Does Mississippi law recognize an exception to enforcing an in terrorem (forfeiture) clause in a will when a beneficiary's challenge is brought in good faith and with probable cause?


Opinions:

Majority - Kitchens, J.

Yes, Mississippi law recognizes an exception for will contests brought in good faith and with probable cause. Enforcing a forfeiture clause without such an exception would be unconstitutional, against public policy, and would frustrate the fundamental purpose of the courts to ascertain the truth. The court reasoned that strictly enforcing these clauses stifles bona fide inquiries into a will's validity, which may have been procured through fraud or undue influence. This good-faith exception aligns Mississippi with the majority of jurisdictions, the Restatement (Third) of Property, and principles of equity.
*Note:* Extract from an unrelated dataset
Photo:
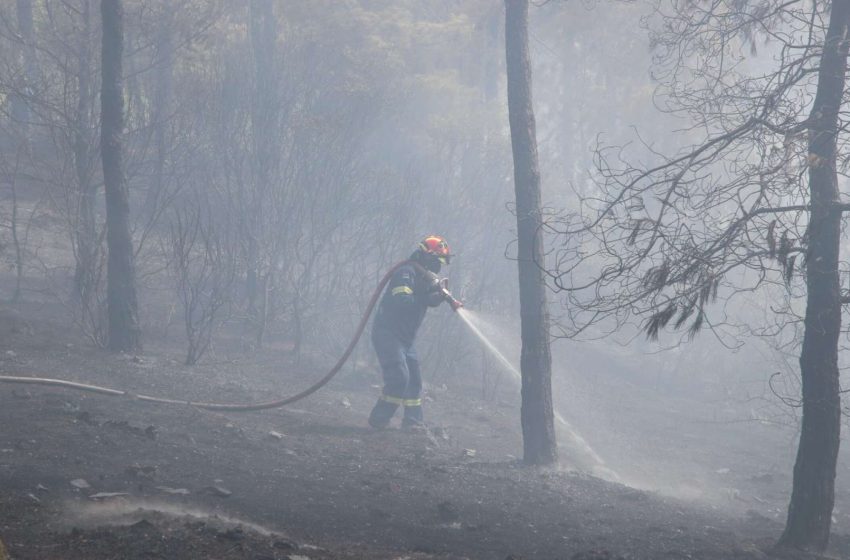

Most compellingly, the court found that enforcing a no-contest clause regardless of the challenger's good faith violates Article 3, Section 24 of the Mississippi Constitution, which guarantees every person the right of access to the courts for an injury done to them. The court determined that Bronwyn's challenge was brought in good faith and was supported by probable cause, given her father's documented mental decline, his substantial inter vivos gifts to William, and the drastic change from the 1998 mutual wills.



Analysis:

This case establishes new precedent in Mississippi by formally adopting the majority rule that forfeiture (in terrorem) clauses are not absolute. The decision significantly limits a testator's power, elevating public policy and a beneficiary's constitutional right to access the courts over the testator's intent to deter litigation. It creates a judicial backstop against wills potentially procured by undue influence, fraud, or lack of capacity by protecting beneficiaries who have legitimate grounds for suspicion. Consequently, future will contests involving forfeiture clauses will necessitate a secondary inquiry by the court into the challenger's motives and the basis for their claim if the initial contest fails.